Ужасно при мысли, что можно остаться жить. Идут в длинных шинелях на вате два гимназистика. У одного черные выпуклые глаза, ярко-розовые щеки и раскрытые мокрые губы. Дома на этой улице белые и желтые, и в них однообразная, убийственная жизнь.

Но пусть живут, кому хочется.

Она ощупывает в муфте и глубже прячет коробочку.

Папа ушел. Как хорошо! Вот сейчас, сейчас конец. Бросает пальто, шляпу прямо на стул.

— Подними, Глаша.

— Барышня, что с вами?

— Я простудилась, Глаша. Дай мне стакан воды.

— Отварной?

— Все равно, можно и сырой. Только скорей, скорей.

Отыскивает в буфете аптекарские весы и облатки. Надо взять, пожалуй, аспирин. А то могут догадаться.

И зачем надо лгать, все лгать? Всюду ложь. Как противно.

Вспоминается в золотых очках доктор. Но это только раздражает. Да ведь все равно она нашла бы путь.

— Я лягу, Глаша, заснуть, так меня не надо тревожить. Может быть, я просплю долго. Ну, иди.

Ведь так. Уместится в три облатки. Коробочку и бумажки от порошков за окно. Аспирин поставить на виду. Дверь на ключ.

И больше ничего. Да, письмо. Письмо под маленькую подушку сверху. Его найдут, когда уже больше ничего не будет.

Ничего! Господи, какой восторг, какое блаженство.

Едва запечатав последнюю облатку, она схватывает уже первую и торопливо проглатывает. Боже! Скорей вторую. Теперь контрольная последняя. Во всяком случае ведь она, Лида, немногим тяжелее большого ньюфаунленда. А если все-таки. О, ужас, ужас.

Но теперь все. Будь, что будет. Поправляет одеяло, подушки: проверяет, на месте ли письмо, и ложится.

Тихо и ласково стучат часики на столе. Прощайте.

— Прощай, папа. И Иван, прости, милый, любимый, прежний. Прощай комната. И Пушкин… Как это у него хорошо сказано? «Жизни сон»… Точно, длинный, большой, несвязный сон…

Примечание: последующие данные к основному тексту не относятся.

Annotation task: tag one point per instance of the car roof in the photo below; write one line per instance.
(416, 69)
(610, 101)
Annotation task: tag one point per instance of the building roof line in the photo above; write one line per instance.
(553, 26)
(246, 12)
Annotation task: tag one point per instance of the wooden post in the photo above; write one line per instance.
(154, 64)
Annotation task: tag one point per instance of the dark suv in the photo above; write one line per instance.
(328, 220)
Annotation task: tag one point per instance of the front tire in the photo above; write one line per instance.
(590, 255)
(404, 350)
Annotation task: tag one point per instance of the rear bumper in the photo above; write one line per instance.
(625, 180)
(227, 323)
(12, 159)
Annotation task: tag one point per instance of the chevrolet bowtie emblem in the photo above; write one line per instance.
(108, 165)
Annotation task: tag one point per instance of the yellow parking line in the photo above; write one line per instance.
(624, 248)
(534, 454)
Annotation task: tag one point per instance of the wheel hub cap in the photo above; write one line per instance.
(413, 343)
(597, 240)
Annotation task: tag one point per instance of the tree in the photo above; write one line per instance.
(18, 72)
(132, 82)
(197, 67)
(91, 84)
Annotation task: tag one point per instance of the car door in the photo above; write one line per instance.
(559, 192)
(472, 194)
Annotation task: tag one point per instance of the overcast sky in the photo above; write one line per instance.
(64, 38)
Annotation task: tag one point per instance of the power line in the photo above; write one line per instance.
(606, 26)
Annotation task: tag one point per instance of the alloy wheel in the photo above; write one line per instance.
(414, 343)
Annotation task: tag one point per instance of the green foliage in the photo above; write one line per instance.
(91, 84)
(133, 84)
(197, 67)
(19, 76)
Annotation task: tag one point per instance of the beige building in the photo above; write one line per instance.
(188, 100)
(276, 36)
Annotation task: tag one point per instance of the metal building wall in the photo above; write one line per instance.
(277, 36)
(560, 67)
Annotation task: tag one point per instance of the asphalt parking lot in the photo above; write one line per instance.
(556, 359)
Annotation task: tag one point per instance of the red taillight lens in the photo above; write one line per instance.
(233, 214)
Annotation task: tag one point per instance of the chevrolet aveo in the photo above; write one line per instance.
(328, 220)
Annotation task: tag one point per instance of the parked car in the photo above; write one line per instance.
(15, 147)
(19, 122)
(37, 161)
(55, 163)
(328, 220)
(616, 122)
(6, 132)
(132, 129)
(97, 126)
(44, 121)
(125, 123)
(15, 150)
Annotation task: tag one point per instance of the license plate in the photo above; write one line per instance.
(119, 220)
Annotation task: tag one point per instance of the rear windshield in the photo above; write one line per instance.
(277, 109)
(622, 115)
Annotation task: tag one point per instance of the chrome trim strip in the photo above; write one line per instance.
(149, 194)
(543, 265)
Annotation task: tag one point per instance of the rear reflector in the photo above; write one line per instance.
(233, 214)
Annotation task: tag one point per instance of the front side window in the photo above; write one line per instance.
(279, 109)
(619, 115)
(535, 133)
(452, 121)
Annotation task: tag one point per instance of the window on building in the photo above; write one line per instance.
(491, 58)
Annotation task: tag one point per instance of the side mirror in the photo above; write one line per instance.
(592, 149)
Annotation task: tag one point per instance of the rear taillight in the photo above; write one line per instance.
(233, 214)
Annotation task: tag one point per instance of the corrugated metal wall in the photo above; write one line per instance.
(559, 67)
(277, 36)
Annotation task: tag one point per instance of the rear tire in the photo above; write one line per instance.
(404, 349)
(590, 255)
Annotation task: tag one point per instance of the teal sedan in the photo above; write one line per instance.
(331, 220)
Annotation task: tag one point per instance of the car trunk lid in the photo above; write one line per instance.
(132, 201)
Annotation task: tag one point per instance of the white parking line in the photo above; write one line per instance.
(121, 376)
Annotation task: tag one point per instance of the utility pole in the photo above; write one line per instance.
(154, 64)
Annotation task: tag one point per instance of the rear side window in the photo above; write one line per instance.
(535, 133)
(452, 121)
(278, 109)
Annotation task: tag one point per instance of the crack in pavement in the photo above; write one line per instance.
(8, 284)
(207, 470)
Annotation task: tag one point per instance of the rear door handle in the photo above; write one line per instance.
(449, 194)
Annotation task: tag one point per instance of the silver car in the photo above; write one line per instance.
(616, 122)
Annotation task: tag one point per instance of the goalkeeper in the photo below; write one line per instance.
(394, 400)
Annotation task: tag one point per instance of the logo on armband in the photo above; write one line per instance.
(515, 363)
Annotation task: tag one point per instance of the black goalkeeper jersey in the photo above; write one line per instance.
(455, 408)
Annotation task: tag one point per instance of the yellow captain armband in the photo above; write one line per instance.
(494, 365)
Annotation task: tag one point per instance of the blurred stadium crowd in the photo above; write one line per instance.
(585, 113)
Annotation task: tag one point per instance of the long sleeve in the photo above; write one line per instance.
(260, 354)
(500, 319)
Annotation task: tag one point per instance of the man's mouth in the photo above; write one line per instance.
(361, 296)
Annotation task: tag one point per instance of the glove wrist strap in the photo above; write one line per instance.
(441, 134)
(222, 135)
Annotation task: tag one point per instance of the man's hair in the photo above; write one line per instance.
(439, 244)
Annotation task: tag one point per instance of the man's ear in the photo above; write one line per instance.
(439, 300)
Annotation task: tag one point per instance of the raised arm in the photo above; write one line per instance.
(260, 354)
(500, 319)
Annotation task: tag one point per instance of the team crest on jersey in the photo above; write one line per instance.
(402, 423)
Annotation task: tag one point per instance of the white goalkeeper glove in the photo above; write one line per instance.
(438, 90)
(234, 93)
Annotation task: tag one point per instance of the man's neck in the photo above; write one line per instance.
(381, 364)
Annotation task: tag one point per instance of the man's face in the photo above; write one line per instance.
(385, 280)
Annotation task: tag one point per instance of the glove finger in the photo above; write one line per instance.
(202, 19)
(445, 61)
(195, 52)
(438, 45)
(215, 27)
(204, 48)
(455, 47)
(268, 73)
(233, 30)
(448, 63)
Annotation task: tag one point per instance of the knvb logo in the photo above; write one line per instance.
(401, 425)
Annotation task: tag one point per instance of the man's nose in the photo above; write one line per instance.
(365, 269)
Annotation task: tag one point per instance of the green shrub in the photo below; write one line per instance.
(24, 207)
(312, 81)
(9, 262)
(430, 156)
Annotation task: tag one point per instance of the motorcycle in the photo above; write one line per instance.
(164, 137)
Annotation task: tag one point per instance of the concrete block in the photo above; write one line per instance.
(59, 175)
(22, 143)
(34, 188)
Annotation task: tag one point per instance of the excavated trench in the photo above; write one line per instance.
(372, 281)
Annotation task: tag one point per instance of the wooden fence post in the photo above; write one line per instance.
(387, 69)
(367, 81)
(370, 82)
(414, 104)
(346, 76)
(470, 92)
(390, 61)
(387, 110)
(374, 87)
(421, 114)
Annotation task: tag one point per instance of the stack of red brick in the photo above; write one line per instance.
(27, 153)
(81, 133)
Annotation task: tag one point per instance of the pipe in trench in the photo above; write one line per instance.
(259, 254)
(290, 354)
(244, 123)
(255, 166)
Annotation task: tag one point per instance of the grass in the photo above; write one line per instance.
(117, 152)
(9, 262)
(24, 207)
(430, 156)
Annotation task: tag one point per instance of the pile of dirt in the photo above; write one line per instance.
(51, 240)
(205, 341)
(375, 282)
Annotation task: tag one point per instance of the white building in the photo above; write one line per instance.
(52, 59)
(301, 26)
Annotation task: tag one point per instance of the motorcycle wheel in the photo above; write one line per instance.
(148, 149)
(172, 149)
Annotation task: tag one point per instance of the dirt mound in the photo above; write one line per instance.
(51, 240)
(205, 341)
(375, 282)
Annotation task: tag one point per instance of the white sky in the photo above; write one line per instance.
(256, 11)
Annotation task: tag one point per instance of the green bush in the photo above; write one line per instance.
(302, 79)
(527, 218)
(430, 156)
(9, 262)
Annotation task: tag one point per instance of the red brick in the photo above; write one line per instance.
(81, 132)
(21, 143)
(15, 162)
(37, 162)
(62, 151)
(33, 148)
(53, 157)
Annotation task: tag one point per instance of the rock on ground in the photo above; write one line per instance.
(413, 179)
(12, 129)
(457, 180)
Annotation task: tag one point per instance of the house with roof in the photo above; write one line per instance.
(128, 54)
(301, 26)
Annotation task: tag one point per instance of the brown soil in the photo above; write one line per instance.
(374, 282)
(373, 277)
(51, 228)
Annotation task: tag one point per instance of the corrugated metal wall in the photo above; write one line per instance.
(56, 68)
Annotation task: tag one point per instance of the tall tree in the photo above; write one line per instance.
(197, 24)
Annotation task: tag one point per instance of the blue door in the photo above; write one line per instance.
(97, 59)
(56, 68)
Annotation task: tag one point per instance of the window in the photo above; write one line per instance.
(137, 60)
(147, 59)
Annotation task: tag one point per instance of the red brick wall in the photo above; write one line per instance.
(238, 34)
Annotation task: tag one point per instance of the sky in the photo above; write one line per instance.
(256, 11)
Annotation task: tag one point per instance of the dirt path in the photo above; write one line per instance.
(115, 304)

Хочется спать. Это, вероятно, действие морфия. Какое блаженство. Говорят, смерть страшна. Какой вздор. Страшна жизнь.

Она поворачивается, чтобы ничего не видеть, лицом к стене. Слипаются глаза.

— Бедный папа… Но с этим ничего не поделаешь.

В сущности, она была плохая дочь. Написала ли она в письме: «прости?» Да, написала. Теперь окончательно все. Еще Иван. Она ему не написала. Но «того» Ивана уже нет. Он тоже ушел, исчез.

Лида чувствует, как слеза крупно и неприятно скатывается по переносью.

— Иван, прости… прежний, любимый, которого уже нет… Прости.

XXII

Стучат в дверь. Давно, давно.

Может быть, это даже не стучат. Глухо-глухо и далеко-далеко. Прислушивается. Точно вата в ушах. Да, это стучат в дверь. Это стучит папа. Он всегда постучит, а потом подергает дверь.

Она хочет сделать движение руками, но они не двигаются, их точно нет. Нет и всего тела. Веки налиты свинцом.

Ведь она приняла морфий. Отчего же она еще живет?

Мысль движется на момент с поразительною ясностью. Вспоминается Иван и все.

— Господи, когда же конец?

В отчаянии стонет. И опять мгла и сон.

Кажется, кто-то стучал, и она просыпалась. Да, это был папа. Теперь их много. Они в комнате. Кто-то говорит чужой. Как он долго и неприятно говорит. Что ему нужно?